A'sW1-1 消息不明
―――――ゆかりは、どこへ行ってしまったのだろうか――――――
瀬田徹は、悲しみと淋しさと、やり場のない怒りなどのネガティヴな感情で、頭が混乱していた。
自分にとってかけがえのない存在となっていた間野ゆかりと、突然連絡が取れなくなったのだ。
約1年前に競馬を通して知り合った徹とゆかり。 2人で競馬場へ足しげく通い、競馬以外でも一緒に遊ぶことも増えていた。まだ告白はしていなかったが、徹にとってゆかりは恋人同然の存在だった。
だが、ゆかりは姿を消した。1人暮らしのアパートは突然もぬけの殻になっていた。携帯電話もつながらなくなっていた。
ゆかりは勤めていた会社も退職していた。共通の友人に連絡をとっても、居場所は分からなかった。
徹は、ゆかりと「恋人」になっていなかったことを悔やんだ。ゆかりの親族の連絡先を知らなかった。

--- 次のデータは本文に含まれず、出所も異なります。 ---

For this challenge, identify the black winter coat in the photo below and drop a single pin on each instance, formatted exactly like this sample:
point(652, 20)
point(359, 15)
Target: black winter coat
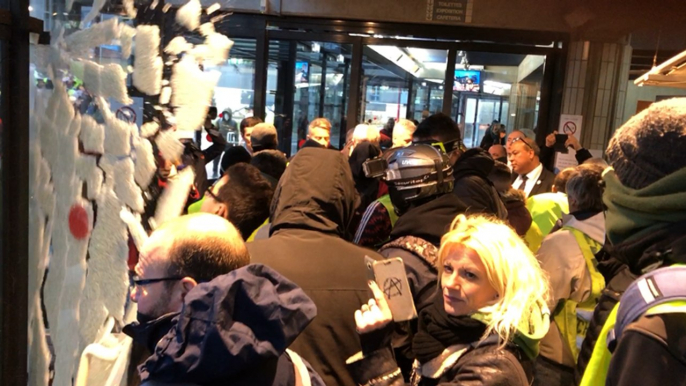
point(233, 330)
point(659, 336)
point(312, 208)
point(472, 185)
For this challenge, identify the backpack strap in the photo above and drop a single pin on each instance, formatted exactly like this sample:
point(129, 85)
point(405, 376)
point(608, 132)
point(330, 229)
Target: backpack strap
point(657, 287)
point(302, 375)
point(385, 200)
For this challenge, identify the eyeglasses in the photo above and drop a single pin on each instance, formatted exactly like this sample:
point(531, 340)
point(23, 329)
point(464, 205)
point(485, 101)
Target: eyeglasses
point(142, 282)
point(523, 141)
point(211, 193)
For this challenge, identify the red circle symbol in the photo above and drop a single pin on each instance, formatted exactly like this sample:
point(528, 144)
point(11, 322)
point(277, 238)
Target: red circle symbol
point(78, 222)
point(569, 128)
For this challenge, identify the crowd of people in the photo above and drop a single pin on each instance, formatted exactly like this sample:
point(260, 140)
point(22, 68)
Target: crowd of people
point(518, 275)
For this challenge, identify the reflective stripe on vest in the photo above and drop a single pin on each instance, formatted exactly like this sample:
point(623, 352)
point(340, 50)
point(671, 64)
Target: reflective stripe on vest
point(254, 233)
point(385, 200)
point(572, 318)
point(599, 364)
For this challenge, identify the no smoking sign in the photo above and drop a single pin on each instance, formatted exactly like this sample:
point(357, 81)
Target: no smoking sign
point(569, 128)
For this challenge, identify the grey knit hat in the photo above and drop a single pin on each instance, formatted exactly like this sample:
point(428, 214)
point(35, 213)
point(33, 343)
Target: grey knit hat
point(650, 145)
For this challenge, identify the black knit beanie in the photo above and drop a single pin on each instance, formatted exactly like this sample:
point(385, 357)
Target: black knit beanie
point(650, 145)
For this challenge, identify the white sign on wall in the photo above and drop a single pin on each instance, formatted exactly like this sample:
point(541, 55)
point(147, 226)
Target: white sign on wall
point(569, 124)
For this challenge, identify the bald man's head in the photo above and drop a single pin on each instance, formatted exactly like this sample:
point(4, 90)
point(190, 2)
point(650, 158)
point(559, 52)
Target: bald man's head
point(201, 246)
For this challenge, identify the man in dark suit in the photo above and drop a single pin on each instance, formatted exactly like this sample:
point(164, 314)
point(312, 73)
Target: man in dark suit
point(529, 174)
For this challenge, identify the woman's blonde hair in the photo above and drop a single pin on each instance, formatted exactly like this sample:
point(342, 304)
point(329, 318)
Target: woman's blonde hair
point(511, 268)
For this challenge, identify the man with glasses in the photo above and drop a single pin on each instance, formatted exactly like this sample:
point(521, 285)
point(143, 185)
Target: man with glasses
point(320, 131)
point(180, 254)
point(242, 317)
point(242, 195)
point(530, 175)
point(471, 167)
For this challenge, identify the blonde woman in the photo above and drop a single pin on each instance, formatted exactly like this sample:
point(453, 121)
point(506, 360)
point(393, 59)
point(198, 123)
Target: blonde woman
point(485, 323)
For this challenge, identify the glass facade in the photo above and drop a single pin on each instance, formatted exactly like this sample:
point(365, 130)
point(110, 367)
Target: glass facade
point(307, 80)
point(496, 87)
point(287, 76)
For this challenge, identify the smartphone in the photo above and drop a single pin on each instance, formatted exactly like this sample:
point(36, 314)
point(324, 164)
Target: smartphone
point(390, 275)
point(560, 140)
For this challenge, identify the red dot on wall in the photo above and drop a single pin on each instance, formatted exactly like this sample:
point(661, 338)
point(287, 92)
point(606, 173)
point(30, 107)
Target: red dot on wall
point(78, 222)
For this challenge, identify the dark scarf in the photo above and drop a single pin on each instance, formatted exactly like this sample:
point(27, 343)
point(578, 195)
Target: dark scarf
point(438, 330)
point(149, 331)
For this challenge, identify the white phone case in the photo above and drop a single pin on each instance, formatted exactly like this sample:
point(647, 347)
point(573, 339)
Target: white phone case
point(390, 275)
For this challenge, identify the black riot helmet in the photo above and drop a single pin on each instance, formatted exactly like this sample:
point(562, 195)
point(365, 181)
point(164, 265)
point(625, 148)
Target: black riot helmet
point(417, 173)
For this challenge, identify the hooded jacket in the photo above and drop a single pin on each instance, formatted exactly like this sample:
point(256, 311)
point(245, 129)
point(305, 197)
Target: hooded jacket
point(416, 238)
point(562, 259)
point(312, 208)
point(473, 186)
point(232, 330)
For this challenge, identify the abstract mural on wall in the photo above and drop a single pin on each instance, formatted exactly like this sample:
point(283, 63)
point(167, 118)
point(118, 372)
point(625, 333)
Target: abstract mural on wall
point(89, 174)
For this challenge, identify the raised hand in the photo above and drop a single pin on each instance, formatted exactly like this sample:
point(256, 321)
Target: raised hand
point(374, 315)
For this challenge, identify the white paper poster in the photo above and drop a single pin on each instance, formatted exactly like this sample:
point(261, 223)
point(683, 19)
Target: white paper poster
point(569, 124)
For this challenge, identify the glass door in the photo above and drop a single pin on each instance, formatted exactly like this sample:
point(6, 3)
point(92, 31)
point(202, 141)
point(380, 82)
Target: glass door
point(307, 80)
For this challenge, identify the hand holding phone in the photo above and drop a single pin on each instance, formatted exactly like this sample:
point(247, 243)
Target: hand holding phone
point(374, 315)
point(391, 278)
point(561, 143)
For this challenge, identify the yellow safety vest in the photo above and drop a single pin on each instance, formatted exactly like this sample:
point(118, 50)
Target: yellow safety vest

家出人ではないので、警察をあてにすることはできない。徹はいくつかの探偵事務所、興信所を訪ねた。だが、扱いは「失踪人捜索」となり、手がかりも少ないことから、徹に依頼料を支払えるだけの金銭的余裕はなかったため、断念した。
ゆかりが姿を消してから約2か月。徹は迷走していた。仕事も手につかず、気を紛らわすために友人と飲みに行っても、八つ当たりをして喚き散らす醜態をさらしていた。
自力で探すことの限界を感じた徹は、ネットの掲示板に情報を求めるコトまでしていた。もちろん写真は掲載しなかったが、細かい情報まで掲載していた。しかりリアクションは冷やかしやウソに塗れたもので、徹はさらに落ち込んだ。
「僕とゆかりをつなぐもの…それは競馬しかない」
原点に立ち返った徹は、毎週土曜・日曜に競馬場で ゆかりを探しまわった。平日は、インターネット上の競馬コミュニティにゆかりが出入りしていないか、チェックしていた。しかし、ゆかりは競馬場に現れず、また無限の奥行きをもつインターネットの世界で、ゆかりらしき人物を見つけることは絶望的だった。